Um estudo da Harvard Business School avaliou a experiência do trabalho remoto durante a pandemia e indicou alguns impactos negativos que refletem na cultura organizacional.

Entre eles está o fato do onboarding em casa não proporcionar tudo que a integração presencial é capaz de gerar, perdendo o cultivo de relacionamento entre os colegas e até mesmo, as oportunidades de brainstorming que podem surgir em bate-papos casuais entre as equipes.

Além disso, pesquisas indicam que o home office pode intensificar a comunicação entre líderes e colaboradores, mas diminuir entre colegas.

Por que um gestor conversa mais com seu colaborador quando não está fisicamente ao lado dele?
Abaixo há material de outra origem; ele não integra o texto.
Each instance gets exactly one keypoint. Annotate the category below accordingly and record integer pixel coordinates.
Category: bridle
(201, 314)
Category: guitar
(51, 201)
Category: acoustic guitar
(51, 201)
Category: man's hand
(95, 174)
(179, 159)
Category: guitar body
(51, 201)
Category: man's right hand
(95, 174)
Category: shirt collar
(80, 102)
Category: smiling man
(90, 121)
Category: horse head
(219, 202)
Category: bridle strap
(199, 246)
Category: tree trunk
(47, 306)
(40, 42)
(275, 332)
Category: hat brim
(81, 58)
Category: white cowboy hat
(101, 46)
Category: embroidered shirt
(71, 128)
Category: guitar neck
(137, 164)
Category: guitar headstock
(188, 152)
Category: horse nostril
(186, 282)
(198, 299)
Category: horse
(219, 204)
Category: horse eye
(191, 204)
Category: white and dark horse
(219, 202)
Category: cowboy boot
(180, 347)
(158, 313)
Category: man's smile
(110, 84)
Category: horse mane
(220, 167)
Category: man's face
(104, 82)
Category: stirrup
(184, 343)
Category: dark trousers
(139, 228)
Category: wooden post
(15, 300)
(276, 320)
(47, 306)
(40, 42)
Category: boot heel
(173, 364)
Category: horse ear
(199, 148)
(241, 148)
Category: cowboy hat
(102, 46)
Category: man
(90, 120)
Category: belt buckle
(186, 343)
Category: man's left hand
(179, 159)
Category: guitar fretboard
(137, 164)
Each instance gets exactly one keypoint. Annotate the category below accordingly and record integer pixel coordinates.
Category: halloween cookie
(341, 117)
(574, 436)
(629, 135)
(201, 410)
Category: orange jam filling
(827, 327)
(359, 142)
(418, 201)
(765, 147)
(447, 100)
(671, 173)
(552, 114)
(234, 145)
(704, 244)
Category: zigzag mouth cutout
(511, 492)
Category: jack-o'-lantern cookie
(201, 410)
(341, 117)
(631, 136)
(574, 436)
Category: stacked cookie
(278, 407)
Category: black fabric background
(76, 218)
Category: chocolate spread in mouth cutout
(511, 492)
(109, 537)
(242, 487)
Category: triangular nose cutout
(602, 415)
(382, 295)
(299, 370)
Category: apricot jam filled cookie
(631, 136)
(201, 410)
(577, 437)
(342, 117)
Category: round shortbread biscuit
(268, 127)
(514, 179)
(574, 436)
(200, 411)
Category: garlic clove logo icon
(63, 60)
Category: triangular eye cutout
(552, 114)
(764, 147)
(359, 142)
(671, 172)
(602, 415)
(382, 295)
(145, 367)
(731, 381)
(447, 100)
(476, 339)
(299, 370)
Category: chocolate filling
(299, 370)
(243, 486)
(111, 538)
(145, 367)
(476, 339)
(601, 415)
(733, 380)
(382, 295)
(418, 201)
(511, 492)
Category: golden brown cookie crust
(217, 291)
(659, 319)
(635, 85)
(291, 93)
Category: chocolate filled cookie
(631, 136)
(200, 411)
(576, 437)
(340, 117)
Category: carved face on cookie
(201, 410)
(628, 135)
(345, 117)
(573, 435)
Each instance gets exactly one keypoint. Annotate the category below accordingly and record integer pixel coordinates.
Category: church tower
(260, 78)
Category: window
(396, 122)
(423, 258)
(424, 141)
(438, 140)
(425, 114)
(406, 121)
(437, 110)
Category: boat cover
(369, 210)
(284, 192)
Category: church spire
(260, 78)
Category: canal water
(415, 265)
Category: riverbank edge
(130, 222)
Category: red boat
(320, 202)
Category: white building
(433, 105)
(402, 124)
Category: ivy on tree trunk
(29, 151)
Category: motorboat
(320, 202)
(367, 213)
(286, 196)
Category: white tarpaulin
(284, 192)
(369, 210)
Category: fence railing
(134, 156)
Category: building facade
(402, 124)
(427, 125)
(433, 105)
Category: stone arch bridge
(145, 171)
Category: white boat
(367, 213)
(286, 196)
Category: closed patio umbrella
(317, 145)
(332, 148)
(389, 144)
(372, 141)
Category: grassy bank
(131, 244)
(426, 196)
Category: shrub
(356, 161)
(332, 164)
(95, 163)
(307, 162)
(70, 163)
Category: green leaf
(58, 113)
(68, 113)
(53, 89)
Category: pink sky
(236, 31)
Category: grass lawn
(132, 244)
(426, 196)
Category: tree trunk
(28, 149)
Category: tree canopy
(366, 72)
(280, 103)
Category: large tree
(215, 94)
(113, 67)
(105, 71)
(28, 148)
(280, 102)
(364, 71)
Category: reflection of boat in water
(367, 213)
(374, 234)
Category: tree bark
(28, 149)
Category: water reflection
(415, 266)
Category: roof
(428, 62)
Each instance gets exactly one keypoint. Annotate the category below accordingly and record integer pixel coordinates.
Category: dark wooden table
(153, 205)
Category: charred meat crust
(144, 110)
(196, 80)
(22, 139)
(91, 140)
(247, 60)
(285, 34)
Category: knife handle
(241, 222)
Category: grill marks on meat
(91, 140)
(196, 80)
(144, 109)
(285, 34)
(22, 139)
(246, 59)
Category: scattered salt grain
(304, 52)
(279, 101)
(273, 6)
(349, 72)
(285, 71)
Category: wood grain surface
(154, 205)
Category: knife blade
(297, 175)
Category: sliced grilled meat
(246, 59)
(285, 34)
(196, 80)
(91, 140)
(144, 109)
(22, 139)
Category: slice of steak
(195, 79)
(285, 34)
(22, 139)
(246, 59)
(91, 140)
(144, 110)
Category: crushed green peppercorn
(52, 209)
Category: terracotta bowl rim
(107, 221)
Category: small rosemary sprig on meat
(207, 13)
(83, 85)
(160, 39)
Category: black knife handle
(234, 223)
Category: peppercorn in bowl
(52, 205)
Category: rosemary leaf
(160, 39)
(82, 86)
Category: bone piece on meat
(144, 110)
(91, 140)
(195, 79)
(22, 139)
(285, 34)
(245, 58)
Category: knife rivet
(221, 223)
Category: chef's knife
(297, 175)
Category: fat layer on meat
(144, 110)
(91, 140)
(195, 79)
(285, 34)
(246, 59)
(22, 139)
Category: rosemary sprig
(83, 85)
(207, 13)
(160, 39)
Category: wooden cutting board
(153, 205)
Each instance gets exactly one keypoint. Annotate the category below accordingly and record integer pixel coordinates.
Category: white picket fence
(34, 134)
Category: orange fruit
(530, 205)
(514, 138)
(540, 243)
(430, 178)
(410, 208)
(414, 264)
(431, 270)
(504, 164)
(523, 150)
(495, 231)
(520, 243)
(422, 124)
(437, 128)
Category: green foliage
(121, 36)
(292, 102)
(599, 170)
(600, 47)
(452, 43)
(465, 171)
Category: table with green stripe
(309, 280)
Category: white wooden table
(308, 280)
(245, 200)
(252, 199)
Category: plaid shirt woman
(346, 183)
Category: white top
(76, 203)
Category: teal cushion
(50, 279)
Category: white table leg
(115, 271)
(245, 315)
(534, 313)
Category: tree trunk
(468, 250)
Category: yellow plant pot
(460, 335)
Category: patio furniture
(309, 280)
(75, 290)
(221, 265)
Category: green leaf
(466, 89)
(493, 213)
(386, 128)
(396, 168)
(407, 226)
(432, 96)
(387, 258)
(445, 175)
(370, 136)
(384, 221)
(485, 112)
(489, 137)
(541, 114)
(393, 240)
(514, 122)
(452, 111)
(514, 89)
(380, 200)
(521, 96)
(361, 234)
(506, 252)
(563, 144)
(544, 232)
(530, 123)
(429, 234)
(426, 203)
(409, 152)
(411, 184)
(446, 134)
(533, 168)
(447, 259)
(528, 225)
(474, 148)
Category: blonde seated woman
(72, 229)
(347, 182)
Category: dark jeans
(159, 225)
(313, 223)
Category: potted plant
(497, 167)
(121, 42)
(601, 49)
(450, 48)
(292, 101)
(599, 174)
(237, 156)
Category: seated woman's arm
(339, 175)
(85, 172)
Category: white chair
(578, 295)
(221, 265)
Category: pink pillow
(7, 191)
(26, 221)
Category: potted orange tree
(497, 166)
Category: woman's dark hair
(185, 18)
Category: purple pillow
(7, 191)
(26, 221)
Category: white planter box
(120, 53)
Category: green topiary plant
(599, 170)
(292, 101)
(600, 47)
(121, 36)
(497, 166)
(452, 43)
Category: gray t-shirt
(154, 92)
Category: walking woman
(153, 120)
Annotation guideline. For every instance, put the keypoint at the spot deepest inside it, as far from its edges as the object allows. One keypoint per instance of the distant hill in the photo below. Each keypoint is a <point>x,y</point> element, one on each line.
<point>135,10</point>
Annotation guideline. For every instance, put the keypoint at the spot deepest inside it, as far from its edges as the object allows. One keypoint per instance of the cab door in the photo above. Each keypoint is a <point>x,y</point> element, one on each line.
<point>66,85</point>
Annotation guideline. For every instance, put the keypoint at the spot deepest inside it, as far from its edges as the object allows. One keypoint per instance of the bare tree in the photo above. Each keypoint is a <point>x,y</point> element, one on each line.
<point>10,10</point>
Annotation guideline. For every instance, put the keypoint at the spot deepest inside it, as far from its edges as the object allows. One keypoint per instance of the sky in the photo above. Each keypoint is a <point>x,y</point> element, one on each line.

Dentro desse contexto, Carlos Guilherme Nosé, CEO da FESA Group, consultoria especializada em gestão de talentos e desenvolvimento organizacional, comenta “os relatos que tenho ouvido hoje em dia é sobre as dificuldades de se fazer um onboarding, sobre como integrar algum executivo que foi recém contratado e precisa fazer parte do time. A colaboração entre pares é crucial e se isso se perde no isolamento, sem dúvida, haverá um impacto negativo para a cultura organizacional, bem como nos resultados de médio e longo prazo. As empresas precisam mudar seu mindset para se adaptarem a nova realidade. Sobre a comunicação, vejo que no caso do home office 100% podemos ter o risco de caminhar para uma cultura organizacional mais individualista e menos colaborativa”.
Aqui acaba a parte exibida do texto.